Drivers must apply for the e-hailing permits through municipal authorities, with fees starting around R300 (over $17).
Another e-hailing driver, Thobani Zulu, noted that “honestly, this does not make any sense in terms of the purpose of e-hailing in South Africa, and it will be a big loss for the business and costly in terms of fuel.”
Zulu added that clients will be affected too, as rides outside an operator’s area will either become unavailable or too expensive to cover fuel costs.
Safety versus compliance
For others, branding rules pose the greatest risk. Drivers with personal cars will need to partner with local advertising agencies or fleet companies for compliant branding. Some fleet-owned vehicles already come branded.
“We want to be recognised, yes. But not at the cost of our safety,” says Johannesburg-based driver Qhubani Moyo. “Branding my personal car makes me feel unsafe. It turns my vehicle into a moving billboard, and that’s risky in some areas.”
The National e-Hailing Federation, which represents drivers across the country, has raised concerns about the dangers of branding in townships and informal settlements where visibility can make drivers targets for criminals or rival taxi operators.
This fear is not unfounded. In August 2025, an e-hailing driver was shot and killed at Maponya Mall in Soweto, while two others were wounded and two vehicles torched. The attack was linked to long-running tensions between traditional taxi associations and e-hailing operators.
Old rules for a new industry
The Federation argues that the law reflects outdated thinking. “The thinking is not correct and I do not think they appreciate the tech disruption. This dialogue is a decade late, and some of these recommendations belong to a decade ago,” said Vhatuka Mbelengwa, head of presidency at the federation, in a recent interview with Newsroom Africa.
Younger drivers also complained about being excluded from consultations. “We are the ones most affected by these tech-based laws, yet we were never asked for input,” said Chris Dlozi.
Other elements of the law remain unclear. The panic button requirement, for example, has left drivers puzzled. “We need to figure out what that looks like from a legislative perspective. Is it in-app or in the vehicle?
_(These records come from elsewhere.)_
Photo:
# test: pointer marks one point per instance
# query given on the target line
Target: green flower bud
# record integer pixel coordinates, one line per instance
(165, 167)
Because if it’s tied to a tracking device, it becomes useless once a hijacker pulls that out,” said driver Emmanuel Mathye.
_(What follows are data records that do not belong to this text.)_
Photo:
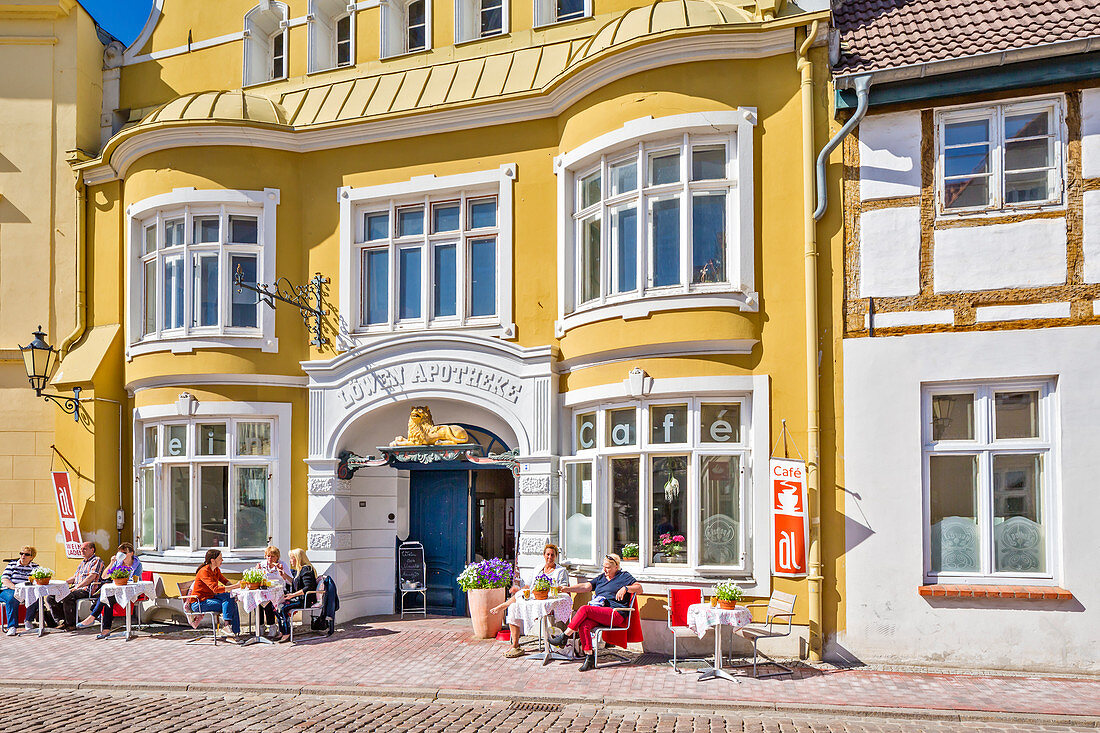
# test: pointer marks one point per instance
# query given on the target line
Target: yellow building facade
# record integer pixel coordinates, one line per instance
(579, 230)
Meanwhile, some drivers who already operate branded vehicles say the bigger issue is access to permits. “We have been waiting for years for permits that never come. Now there are new permits, but we worry nothing will change,” one driver noted.
“We are currently assessing the requirements of the new legislation and remain committed to working with government and industry partners to support a smooth transition,” Uber said in a statement to . “Our focus remains on ensuring drivers can earn sustainably, while maintaining strong safety and compliance standards and delivering a seamless experience for riders.”
Drivers have been given 180 days to comply with the new rules before enforcement begins. Non-compliance could lead to penalties of up to R100 000 (~$5,700).